From: Laszlo Ersek <lersek@redhat.com>
To: "Yao, Jiewen" <jiewen.yao@intel.com>,
"Zeng, Star" <star.zeng@intel.com>,
edk2-devel-01 <edk2-devel@lists.01.org>
Cc: "Dong, Eric" <eric.dong@intel.com>
Subject: Re: [PATCH 0/4] MdeModulePkg: some PCI HC drivers: unmap common buffers at ExitBootServices()
Date: Tue, 5 Sep 2017 11:15:47 +0200 [thread overview]
Message-ID: <5f1fdc84-5824-bee2-5a1a-fbd67adf5443@redhat.com> (raw)
In-Reply-To: <74D8A39837DF1E4DA445A8C0B3885C503A9A79BD@shsmsx102.ccr.corp.intel.com>
On 09/05/17 04:18, Yao, Jiewen wrote:
> HI Laszlo
> Thank you very much to raise this DMA topic.
>
> I have a chat with Star. We have couples of question, from high level to low level.
> Hope you can clarify:
>
>
> 1) About disable DMA
>
> As you mentioned, in UEFI_Driver_Writer_Guide_V1.0.1_120308.pdf, 7.7 Adding the Exit Boot Services feature
> =========================
> Examples from the EDK II that use this feature are the PCI device drivers for USB Host
> Controllers.
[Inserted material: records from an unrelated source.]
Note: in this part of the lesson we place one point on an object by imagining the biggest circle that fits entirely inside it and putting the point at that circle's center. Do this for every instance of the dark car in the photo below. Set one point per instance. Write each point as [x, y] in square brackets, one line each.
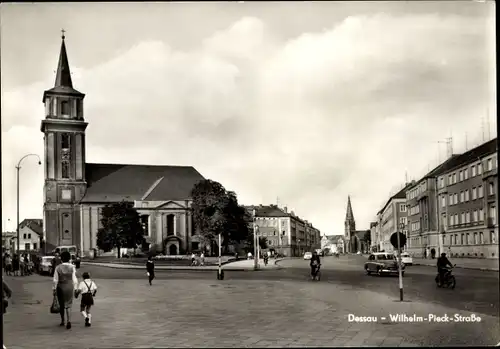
[382, 263]
[75, 260]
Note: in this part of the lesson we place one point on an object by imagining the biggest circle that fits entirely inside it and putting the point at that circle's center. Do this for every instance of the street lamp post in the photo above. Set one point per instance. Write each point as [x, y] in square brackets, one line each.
[18, 168]
[255, 243]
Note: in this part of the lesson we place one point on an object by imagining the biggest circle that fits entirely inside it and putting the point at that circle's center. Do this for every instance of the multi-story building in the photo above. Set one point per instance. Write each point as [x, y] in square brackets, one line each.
[468, 203]
[286, 233]
[9, 241]
[393, 218]
[373, 236]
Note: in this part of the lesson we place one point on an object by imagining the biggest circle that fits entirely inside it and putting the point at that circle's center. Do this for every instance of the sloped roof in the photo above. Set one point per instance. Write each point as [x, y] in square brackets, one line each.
[34, 224]
[63, 84]
[117, 182]
[267, 211]
[399, 195]
[459, 160]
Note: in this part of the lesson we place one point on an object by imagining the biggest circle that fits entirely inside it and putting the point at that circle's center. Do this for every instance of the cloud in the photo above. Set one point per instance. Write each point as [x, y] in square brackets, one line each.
[347, 110]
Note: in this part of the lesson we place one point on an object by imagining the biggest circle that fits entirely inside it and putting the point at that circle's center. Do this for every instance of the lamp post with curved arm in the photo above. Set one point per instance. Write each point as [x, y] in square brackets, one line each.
[18, 168]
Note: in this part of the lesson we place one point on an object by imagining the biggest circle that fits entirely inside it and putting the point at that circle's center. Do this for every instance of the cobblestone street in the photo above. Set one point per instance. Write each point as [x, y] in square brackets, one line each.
[231, 313]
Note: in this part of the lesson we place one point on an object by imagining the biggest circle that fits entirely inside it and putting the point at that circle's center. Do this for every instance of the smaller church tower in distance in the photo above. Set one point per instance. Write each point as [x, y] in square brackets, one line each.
[349, 225]
[64, 143]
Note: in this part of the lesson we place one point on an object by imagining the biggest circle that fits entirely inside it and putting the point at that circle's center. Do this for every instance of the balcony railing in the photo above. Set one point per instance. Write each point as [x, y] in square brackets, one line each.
[465, 225]
[423, 195]
[489, 173]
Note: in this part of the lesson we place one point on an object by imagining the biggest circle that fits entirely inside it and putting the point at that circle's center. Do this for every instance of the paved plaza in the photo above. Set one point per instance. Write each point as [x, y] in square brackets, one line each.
[248, 309]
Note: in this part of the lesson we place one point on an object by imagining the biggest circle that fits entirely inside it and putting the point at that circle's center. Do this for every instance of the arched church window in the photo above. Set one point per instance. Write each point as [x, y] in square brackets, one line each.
[65, 169]
[64, 108]
[65, 140]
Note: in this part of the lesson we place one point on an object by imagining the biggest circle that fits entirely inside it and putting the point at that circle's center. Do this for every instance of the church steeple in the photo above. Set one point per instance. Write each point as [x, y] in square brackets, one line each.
[349, 216]
[63, 77]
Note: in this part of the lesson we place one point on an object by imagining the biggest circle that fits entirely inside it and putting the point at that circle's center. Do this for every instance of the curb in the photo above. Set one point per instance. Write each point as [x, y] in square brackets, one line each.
[460, 267]
[181, 268]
Some USB Host Controllers are PCI Bus Masters that continuously access a
> memory buffer to poll for operation requests. Access to this memory buffer by a USB
> Host Controller may be required to boot an operation system, but this activity must be
> terminated when the OS calls ExitBootServices(). The typical action in the Exit Boot
> Services Event for these types of drivers is to disable the PCI bus master and place the
> USB Host Controller into a halted state
> =========================
>
> I believe the fundamental requirement is to "disable DMA".
> As such, the simplest action is to clear PCI Bus Master Enable bit in the command register.
>
> Do you think clearing BME is enough?
> Is there any special reason that we must unmap the DMA buffer?
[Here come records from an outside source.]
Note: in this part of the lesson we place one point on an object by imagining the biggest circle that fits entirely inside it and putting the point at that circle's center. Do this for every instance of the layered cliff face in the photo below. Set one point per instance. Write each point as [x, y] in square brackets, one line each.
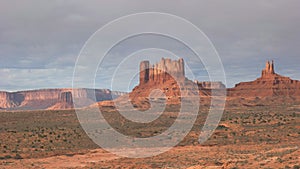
[166, 80]
[269, 84]
[162, 71]
[210, 85]
[54, 98]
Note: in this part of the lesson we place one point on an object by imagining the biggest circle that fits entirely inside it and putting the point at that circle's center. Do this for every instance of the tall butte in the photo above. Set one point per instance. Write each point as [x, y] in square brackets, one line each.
[270, 84]
[161, 72]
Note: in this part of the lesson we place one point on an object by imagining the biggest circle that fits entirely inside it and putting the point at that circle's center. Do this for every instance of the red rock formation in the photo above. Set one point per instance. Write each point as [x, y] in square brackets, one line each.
[161, 72]
[210, 85]
[48, 98]
[168, 77]
[269, 84]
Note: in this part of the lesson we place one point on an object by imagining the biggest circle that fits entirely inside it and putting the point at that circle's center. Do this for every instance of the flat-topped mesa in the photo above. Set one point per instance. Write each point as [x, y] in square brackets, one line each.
[162, 71]
[269, 70]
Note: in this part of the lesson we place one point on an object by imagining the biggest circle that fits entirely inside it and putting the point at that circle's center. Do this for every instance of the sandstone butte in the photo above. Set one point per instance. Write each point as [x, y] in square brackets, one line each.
[168, 76]
[270, 84]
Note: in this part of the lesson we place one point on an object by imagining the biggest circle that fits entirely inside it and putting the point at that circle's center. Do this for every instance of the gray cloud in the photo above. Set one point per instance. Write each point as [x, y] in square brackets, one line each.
[40, 41]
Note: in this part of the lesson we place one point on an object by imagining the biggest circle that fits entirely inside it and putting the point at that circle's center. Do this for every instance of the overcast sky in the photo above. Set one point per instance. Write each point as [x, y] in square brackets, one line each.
[40, 40]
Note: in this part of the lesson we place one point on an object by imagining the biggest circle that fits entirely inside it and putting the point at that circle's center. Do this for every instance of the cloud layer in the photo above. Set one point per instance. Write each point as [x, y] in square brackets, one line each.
[40, 41]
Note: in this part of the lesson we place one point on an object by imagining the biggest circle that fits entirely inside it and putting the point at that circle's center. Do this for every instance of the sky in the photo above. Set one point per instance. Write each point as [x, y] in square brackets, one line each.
[40, 41]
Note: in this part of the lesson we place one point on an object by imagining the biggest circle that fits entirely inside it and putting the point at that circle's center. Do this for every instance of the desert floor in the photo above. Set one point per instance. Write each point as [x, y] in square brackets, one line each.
[248, 136]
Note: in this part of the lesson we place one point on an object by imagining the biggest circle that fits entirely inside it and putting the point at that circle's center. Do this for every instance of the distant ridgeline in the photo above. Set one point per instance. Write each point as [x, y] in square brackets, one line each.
[53, 98]
[167, 75]
[269, 84]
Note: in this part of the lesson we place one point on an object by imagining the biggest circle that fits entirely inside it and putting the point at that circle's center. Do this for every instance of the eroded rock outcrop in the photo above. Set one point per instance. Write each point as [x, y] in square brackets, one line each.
[162, 71]
[270, 84]
[54, 98]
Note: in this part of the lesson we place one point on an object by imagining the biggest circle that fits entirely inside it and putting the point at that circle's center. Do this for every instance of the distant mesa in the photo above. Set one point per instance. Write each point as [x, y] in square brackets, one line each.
[54, 98]
[270, 84]
[168, 76]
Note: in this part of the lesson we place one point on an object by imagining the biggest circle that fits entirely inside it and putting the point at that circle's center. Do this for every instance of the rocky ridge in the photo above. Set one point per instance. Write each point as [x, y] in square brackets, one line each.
[54, 98]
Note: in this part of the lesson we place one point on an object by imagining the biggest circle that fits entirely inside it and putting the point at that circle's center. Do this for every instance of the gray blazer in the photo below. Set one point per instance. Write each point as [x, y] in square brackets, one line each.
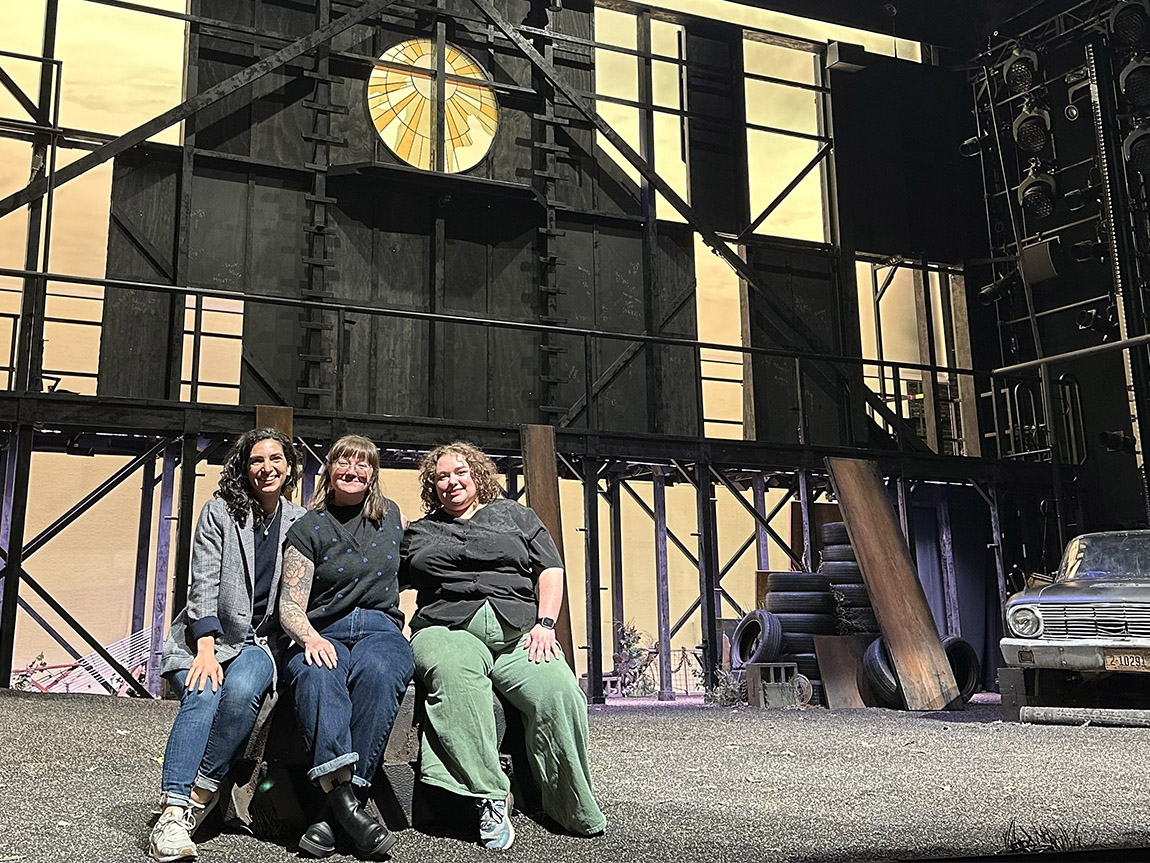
[222, 582]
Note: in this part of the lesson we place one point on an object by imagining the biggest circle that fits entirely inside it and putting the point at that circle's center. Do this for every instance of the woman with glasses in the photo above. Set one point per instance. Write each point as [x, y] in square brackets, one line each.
[350, 662]
[217, 657]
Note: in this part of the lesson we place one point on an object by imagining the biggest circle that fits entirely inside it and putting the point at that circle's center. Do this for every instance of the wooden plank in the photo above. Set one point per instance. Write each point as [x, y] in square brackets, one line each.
[541, 474]
[899, 603]
[841, 667]
[274, 417]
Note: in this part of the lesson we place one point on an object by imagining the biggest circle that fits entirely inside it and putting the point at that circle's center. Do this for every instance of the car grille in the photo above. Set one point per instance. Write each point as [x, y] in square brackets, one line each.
[1088, 620]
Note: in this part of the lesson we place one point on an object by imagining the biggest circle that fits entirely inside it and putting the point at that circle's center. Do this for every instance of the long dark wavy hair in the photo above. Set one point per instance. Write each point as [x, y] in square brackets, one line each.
[235, 489]
[354, 448]
[483, 471]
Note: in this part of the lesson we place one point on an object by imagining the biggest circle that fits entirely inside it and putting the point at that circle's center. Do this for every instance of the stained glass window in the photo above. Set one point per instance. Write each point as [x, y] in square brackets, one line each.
[400, 97]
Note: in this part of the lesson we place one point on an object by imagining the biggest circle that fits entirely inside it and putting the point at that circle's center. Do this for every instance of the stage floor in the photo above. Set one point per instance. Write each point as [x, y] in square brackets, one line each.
[684, 783]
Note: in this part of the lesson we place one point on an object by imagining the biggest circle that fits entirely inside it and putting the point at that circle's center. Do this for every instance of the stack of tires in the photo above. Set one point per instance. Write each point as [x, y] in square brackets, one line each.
[804, 608]
[852, 602]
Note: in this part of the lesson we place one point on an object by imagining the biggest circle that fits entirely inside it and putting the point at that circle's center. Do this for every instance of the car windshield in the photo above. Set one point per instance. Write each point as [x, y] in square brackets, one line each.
[1120, 555]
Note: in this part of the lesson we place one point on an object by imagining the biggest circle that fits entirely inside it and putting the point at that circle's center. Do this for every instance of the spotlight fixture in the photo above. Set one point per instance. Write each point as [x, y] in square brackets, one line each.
[1117, 442]
[999, 288]
[1104, 322]
[1036, 192]
[1129, 21]
[1136, 150]
[1134, 82]
[1020, 69]
[1032, 128]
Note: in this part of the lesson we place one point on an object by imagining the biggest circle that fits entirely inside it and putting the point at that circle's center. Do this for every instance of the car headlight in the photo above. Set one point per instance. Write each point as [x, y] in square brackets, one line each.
[1025, 621]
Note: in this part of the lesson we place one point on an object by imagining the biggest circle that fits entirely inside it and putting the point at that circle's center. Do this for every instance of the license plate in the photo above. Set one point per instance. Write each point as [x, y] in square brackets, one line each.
[1126, 659]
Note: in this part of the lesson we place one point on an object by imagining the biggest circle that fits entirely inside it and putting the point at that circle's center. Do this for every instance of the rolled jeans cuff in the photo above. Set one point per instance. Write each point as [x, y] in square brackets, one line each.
[206, 783]
[331, 766]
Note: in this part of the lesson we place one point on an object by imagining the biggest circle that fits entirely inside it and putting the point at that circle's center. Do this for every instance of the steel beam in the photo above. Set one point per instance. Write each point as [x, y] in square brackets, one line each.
[39, 188]
[661, 588]
[592, 581]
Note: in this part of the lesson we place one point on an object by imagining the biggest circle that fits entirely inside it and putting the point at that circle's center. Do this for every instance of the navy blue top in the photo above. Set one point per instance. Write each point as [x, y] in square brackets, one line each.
[351, 572]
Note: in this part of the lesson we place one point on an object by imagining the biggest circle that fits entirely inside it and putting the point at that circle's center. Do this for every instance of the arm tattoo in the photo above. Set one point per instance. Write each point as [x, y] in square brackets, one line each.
[294, 594]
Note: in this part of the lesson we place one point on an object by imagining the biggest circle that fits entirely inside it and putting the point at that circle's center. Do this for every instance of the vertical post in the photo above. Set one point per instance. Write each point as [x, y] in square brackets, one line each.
[160, 581]
[592, 580]
[618, 616]
[143, 545]
[15, 491]
[809, 541]
[761, 537]
[708, 570]
[185, 521]
[661, 588]
[947, 557]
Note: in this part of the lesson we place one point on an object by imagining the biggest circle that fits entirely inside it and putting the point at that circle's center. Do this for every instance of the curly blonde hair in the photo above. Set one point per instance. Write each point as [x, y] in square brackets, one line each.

Modifying the device state is enough to ask the device *nicely* to stop
doing DMA.
But, I think, if we are on an IOMMU-protected system, where part of
PciIo.Map() is to add a translation (= system memory access permission)
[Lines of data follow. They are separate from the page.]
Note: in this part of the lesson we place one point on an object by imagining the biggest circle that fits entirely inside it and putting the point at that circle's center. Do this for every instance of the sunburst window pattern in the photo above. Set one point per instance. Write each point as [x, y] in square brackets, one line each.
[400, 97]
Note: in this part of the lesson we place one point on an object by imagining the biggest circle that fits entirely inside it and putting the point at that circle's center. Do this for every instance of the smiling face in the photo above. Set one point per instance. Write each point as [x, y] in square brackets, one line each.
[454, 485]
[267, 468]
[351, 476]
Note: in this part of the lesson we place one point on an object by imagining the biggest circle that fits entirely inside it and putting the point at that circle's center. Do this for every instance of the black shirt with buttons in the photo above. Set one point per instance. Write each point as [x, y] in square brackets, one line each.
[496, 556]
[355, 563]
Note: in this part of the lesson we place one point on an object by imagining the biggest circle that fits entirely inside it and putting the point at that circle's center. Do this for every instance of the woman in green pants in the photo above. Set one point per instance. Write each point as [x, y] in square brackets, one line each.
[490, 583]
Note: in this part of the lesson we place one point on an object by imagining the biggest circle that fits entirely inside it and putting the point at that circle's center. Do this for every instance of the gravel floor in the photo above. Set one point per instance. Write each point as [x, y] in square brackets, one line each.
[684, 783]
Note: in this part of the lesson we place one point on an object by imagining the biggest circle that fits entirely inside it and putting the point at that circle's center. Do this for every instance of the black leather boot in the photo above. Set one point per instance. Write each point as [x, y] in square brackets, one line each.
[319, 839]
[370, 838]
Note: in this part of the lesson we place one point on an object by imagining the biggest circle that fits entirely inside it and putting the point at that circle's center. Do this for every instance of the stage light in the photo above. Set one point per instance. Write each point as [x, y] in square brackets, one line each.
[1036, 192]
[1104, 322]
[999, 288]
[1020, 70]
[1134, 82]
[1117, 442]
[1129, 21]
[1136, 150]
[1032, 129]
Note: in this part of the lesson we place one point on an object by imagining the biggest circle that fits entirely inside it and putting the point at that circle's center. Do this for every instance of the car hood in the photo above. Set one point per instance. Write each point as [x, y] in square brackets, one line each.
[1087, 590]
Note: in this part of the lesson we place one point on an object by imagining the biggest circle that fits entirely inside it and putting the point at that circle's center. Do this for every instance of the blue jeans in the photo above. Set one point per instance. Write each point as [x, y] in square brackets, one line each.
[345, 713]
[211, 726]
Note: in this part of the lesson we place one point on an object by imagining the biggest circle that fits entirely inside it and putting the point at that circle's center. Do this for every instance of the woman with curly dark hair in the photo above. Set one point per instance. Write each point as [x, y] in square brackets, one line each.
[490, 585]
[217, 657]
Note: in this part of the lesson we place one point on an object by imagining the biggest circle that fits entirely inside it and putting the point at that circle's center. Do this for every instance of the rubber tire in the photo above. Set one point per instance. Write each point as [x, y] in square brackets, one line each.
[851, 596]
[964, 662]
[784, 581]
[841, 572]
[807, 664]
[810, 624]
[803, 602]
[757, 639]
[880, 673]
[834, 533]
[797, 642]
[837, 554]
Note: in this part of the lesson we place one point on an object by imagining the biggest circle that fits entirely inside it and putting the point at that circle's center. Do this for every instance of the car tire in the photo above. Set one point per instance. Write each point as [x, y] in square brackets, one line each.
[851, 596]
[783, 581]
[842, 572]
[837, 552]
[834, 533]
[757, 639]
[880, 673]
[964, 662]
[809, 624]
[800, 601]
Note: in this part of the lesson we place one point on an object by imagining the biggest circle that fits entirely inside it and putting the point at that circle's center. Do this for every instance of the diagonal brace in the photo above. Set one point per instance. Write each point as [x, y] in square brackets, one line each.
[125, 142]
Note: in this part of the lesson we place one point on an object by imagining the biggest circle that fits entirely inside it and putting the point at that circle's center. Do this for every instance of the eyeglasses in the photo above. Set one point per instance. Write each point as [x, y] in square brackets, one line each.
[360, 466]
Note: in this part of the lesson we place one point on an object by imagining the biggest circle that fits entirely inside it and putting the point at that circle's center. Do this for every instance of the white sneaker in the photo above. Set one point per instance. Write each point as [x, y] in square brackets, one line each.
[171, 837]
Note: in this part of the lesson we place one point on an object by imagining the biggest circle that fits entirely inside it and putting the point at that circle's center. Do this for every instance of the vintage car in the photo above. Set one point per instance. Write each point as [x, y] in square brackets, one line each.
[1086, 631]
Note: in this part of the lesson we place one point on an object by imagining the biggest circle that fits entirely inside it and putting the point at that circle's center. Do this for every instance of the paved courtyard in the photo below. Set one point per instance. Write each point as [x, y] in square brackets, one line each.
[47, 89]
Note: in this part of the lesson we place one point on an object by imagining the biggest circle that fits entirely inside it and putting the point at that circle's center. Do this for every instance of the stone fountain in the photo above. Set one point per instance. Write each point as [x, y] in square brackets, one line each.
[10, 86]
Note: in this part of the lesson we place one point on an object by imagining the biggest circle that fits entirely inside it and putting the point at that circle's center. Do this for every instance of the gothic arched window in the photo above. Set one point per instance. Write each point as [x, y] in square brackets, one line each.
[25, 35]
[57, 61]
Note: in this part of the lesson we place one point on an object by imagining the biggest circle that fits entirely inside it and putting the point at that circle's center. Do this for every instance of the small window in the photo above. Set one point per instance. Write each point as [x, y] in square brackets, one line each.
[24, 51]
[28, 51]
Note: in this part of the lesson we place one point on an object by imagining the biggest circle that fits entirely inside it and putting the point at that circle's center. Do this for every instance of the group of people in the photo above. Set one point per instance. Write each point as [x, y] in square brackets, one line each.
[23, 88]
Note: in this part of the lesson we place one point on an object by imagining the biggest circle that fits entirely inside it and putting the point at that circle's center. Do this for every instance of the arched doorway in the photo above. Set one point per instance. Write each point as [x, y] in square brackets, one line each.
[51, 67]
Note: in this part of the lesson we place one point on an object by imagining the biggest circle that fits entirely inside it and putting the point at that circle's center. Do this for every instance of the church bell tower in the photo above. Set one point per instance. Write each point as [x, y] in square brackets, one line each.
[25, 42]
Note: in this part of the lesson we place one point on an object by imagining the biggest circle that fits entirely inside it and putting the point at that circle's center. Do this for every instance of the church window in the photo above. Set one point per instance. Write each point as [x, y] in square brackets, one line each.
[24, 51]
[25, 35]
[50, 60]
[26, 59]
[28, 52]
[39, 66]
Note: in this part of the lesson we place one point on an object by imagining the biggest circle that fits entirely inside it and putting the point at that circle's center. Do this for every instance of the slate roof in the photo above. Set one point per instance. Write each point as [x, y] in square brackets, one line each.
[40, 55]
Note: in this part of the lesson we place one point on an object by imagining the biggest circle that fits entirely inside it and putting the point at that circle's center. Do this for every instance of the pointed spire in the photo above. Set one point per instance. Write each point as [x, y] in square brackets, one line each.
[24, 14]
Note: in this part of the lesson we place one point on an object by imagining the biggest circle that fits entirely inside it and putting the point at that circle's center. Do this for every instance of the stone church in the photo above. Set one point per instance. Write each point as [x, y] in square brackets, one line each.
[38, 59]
to the IOMMU, then we should also revoke this permission explicitly,
*after* we asked the device nicely to stop doing DMA.
Basically, ask the device nicely first, and then enforce the protection.
... BTW, I mentioned "IOMMU faults" earlier, and I have some further
thoughts on them. This is about tearing down IOMMU translations *first*,
in the IOMMU driver's ExitBootServices() handler, *before* the PCI
drivers get a chance -- in *their* ExitBootServices() handlers -- to ask
the PCI devices nicely to stop doing DMA.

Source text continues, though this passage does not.